To convict, International Criminal Court prosecutors will need to show a pattern of indiscriminate deadly assaults on civilians during Russia’s invasion.
AP journalists also reported seeing Ukrainian soldiers gingerly removing at least six bodies from a street in Bucha with cables in case the Russians had booby-trapped corpses with explosives before their withdrawal.
Residents said the dead were civilians who were killed without provocation.
“Indeed, this is genocide,” he said. “The elimination of the whole nation and the people. We are the citizens of Ukraine. We have more than 100 nationalities. This is about the destruction and extermination of all these nationalities. We are the citizens of Ukraine and we don’t want to be subdued to the policy of [the] Russian Federation. This is the reason we are being destroyed and exterminated, and this is happening in the Europe of the 21st century. So this is the torture of the whole nation.”
When asked Sunday whether the latest developments in Ukraine constitute a genocide, U.S. Secretary of State Antony Blinken said American officials are closely monitoring the situation.
“We will look hard and document everything that we see, put it all together, make sure that the relevant institutions and organizations that are looking at this — including the State Department — have everything they need to assess exactly what took place in Ukraine, who’s responsible, and what it amounts to,” Mr. Blinken said during an appearance on CNN.
With regard to the images of civilian bodies in Bucha, Mr. Blinken said: “You can’t help but see these images as a punch to the gut … We’ve said before of Russia’s aggression that we thought it was likely that they would commit atrocities.”
“There needs to be accountability for it,” the secretary of state said. “But I think the most important thing is — we can’t become numb to this. We can’t normalize this.”
Following talks last week between Russian and Ukrainian delegations in Turkey, the Russian side said it would withdraw forces from areas near Kyiv.
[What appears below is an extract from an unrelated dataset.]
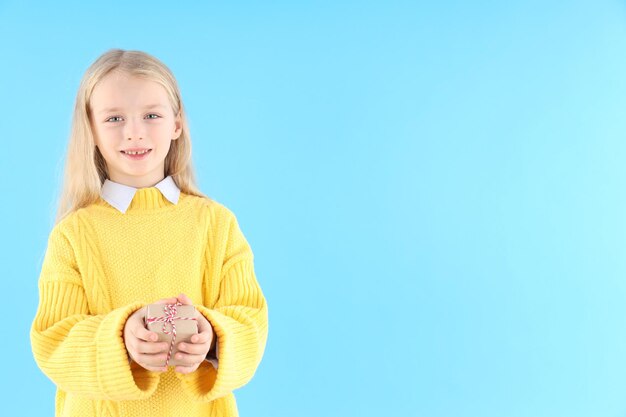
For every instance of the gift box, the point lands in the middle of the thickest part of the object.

The announcement was viewed with caution, as well as hope that it may be a sign that Moscow is preparing to end the invasion that has left thousands dead and displaced nearly 4 million Ukrainians.
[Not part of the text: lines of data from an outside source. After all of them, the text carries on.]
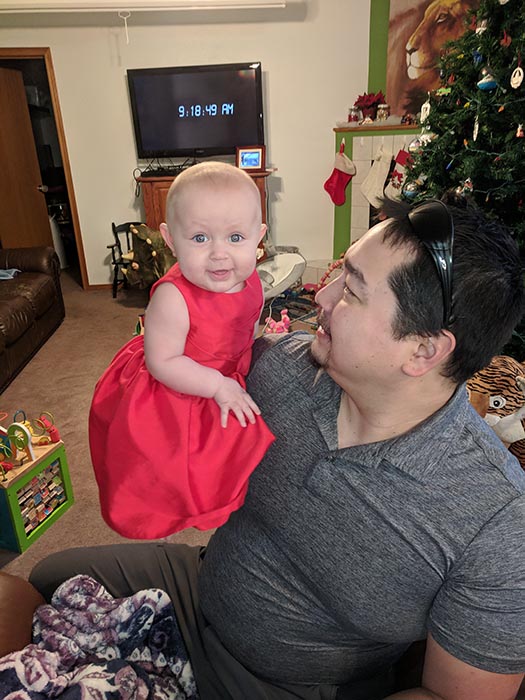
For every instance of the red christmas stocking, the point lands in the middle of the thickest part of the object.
(343, 172)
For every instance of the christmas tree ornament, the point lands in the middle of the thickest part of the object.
(516, 78)
(411, 190)
(425, 110)
(481, 26)
(507, 39)
(476, 129)
(465, 188)
(488, 81)
(343, 172)
(415, 145)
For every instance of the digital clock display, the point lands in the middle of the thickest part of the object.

The Russian military subsequently appeared to ramp up strikes on civilian areas near Kyiv, as it pulled back from those areas. Russian forces have faced far more intense resistance from the Ukrainian military than it expected near Kyiv and Moscow has recently said it is refocusing on targets in Ukraine‘s east.
Ukraine‘s top military intelligence official has predicted that Mr. Putin will aim to split Ukrainian territory into two, in the same way North and South Korea have been divided since the Korean War was frozen by an armistice nearly 70 years ago.
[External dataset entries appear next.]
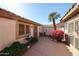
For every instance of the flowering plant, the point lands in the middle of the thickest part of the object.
(58, 34)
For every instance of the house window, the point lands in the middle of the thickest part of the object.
(27, 29)
(77, 27)
(21, 29)
(70, 27)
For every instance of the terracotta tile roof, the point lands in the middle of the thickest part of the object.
(7, 14)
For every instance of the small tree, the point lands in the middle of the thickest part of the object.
(52, 17)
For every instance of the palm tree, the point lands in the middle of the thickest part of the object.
(52, 17)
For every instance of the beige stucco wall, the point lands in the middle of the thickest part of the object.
(31, 31)
(7, 32)
(72, 20)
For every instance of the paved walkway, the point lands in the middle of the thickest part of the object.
(46, 47)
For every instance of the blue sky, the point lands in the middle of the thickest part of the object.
(37, 12)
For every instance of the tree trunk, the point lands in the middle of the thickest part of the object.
(54, 24)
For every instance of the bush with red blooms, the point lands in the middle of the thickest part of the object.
(58, 35)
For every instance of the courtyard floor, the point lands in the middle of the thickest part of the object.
(46, 47)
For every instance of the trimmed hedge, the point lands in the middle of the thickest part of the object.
(16, 48)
With Russia’s military failing to capture Kyiv or other major cities, Mr. Putin is recalibrating his focus because he “is definitely not able to swallow the entire country,” Ukrainian Gen. Kyrylo Budanov said last week.
“There are reasons to believe that he may try to impose a separation line between the occupied and unoccupied regions of our country,” said Gen. Budanov, who predicted Russia will attempt to consolidate gains in eastern Ukraine, which Moscow-backed separatists have held since Russia also annexed the Crimean Peninsula from Ukraine in 2014.
Moscow has said it is now directing Russian troops to the Donbas region situated to the northeast of Crimea.
“This is where they are trying to focus in terms of armament, in terms of deploying their personnel,” the Ukrainian president said.
In that region, Mariupol, a port on the Sea of Azov that has seen some of the war’s greatest suffering, remained cut off Sunday. About 100,000 civilians are believed to be trapped there with little or no food, water, fuel and medicine.
The International Committee of the Red Cross said Sunday that a team sent Saturday to help evacuate residents had yet to reach the city.
There were also indications that Russian forces were continuing to shell other areas in Ukraine‘s north on Sunday, as well as areas west of the Crimean Peninsula.
The Russian military said Sunday that it had struck an oil-processing plant and fuel depots around the strategic Black Sea port city of Odesa.
• This article is based in part on wire service reports.